Email updates

Keep up to date with the latest news and content from BMC Medical Informatics and Decision Making and BioMed Central.

Open Access Research article

Identification of pneumonia and influenza deaths using the death certificate pipeline

Kailah Davis1, Catherine Staes1, Jeff Duncan2, Sean Igo13 and Julio C Facelli13*

Author Affiliations

1 Department of Biomedical Informatics, University of Utah, Salt Lake City, Utah, USA

2 Utah Department of Health, Salt Lake City, Utah, USA

3 Center for High Performance Computing, University of Utah, Salt Lake City, Utah, USA

For all author emails, please log on.

BMC Medical Informatics and Decision Making 2012, 12:37  doi:10.1186/1472-6947-12-37

Published: 8 May 2012



Death records are a rich source of data, which can be used to assist with public surveillance and/or decision support. However, to use this type of data for such purposes it has to be transformed into a coded format to make it computable. Because the cause of death in the certificates is reported as free text, encoding the data is currently the single largest barrier of using death certificates for surveillance. Therefore, the purpose of this study was to demonstrate the feasibility of using a pipeline, composed of a detection rule and a natural language processor, for the real time encoding of death certificates using the identification of pneumonia and influenza cases as an example and demonstrating that its accuracy is comparable to existing methods.

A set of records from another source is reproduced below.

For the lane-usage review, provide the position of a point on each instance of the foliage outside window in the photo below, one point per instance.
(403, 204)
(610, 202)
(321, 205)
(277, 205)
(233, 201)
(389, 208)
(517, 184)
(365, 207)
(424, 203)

A Death Certificates Pipeline (DCP) was developed to automatically code death certificates and identify pneumonia and influenza cases. The pipeline used MetaMap to code death certificates from the Utah Department of Health for the year 2008. The output of MetaMap was then accessed by detection rules which flagged pneumonia and influenza cases based on the Centers of Disease and Control and Prevention (CDC) case definition. The output from the DCP was compared with the current method used by the CDC and with a keyword search. Recall, precision, positive predictive value and F-measure with respect to the CDC method were calculated for the two other methods considered here. The two different techniques compared here with the CDC method showed the following recall/ precision results: DCP: 0.998/0.98 and keyword searching: 0.96/0.96. The F-measure were 0.99 and 0.96 respectively (DCP and keyword searching). Both the keyword and the DCP can run in interactive form with modest computer resources, but DCP showed superior performance.


The pipeline proposed here for coding death certificates and the detection of cases is feasible and can be extended to other conditions. This method provides an alternative that allows for coding free-text death certificates in real time that may increase its utilization not only in the public health domain but also for biomedical researchers and developers.

Trial Registration

This study did not involved any clinical trials.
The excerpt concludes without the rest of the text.